Ok some answers about malloc where already posted.
The more interesting part is how free works: (and thus direction also malloc can be understood better)
In many malloc/free implementations, free does normally not return the memory to the operating system (or at least only in rare cases). The reason is, that you will get gaps in your heap and thus it can happen, that you just finish of your 2 or 4 GB of virtual memory with gaps. This should be avoided of course, since as soon as the virtual memory is finished, you will be in really big trouble. The other reason of course is, that the OS can only handle memory chunks that are of a specific size and alignment. To be specific: Normally the OS can only handle blocks that the virtual memory manager can handle (most often multiples of 512 Bytes eg. 4KB).
So returning 40 Bytes to the OS will just not work. So what does free do?
Free will put the memory block in its own free block list. Normally it also tries to melt together adjacent blocks in the address space. The free block list is just a circular list of memory chunks which have of course some admin data in the beginning. This is also the reason, why managing very small memory elements with the standard malloc/free is not efficient. Every memory chunk needs additional data and with smaller sizes more fragmentation happens.
The free-list is also the first location, malloc looks for a new chunk of memory when needed. It is scanned before it calls for new memory from the OS. When a chunk is found that is bigger then the needed memory, it is just divided into two parts. One is returned to caller, the other is put back into the free list.
There are many different optimizations to this standard behaviour (for example for small chunks of memory). But since malloc and free must be so universal, the standard behaviour is always the fallback when alternatives are not usable. There are also optimizations in handling the free-list -- for example storing the chunks in lists sorted by sizes. But all optimizations also have their own limitations.
Why does your code crash:
The reason is, that by writing 8 chars into an area sized for 4 chars, you will probably overwrite the admin-data stored for an other chunk of memory that resides "behind" your chunk of data (since this data is most often stored "in front" of the memory chunks). When free then tries to put your chunk into the free list, it can touch this admin-data and therefore stumple over an overwritten pointer. This will crash the system.

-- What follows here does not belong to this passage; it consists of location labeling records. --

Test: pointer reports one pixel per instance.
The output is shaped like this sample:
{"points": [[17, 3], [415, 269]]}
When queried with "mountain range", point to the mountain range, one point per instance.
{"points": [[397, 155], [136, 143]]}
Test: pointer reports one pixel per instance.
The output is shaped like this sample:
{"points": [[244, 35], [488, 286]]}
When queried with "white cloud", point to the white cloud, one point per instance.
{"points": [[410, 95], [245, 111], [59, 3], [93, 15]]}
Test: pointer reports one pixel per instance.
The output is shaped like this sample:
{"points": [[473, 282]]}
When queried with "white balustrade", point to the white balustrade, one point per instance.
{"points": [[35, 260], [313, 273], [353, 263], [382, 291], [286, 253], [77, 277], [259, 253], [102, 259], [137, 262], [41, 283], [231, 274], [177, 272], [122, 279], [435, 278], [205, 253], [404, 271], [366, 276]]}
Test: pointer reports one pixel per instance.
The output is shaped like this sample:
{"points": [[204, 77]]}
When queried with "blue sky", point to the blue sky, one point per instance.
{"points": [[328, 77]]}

This is a rather graceful behaviour. I have also seen situations, where a runnaway pointer somewhere has overwritten data in the memory-free-list and the system did not immediately crash but some subroutines later. In a just medium complex system such problems can be really, really hard to debug! In the one case I was involved, it took us several days to find the reason of the dump -- since it was in a total different location as the one in dump happened. It is like a time-bomb. You know, your next "free" or "malloc" will crash, but you don't know why!
That are the worst C/C++ problems and one reason, pointers can be so problematic.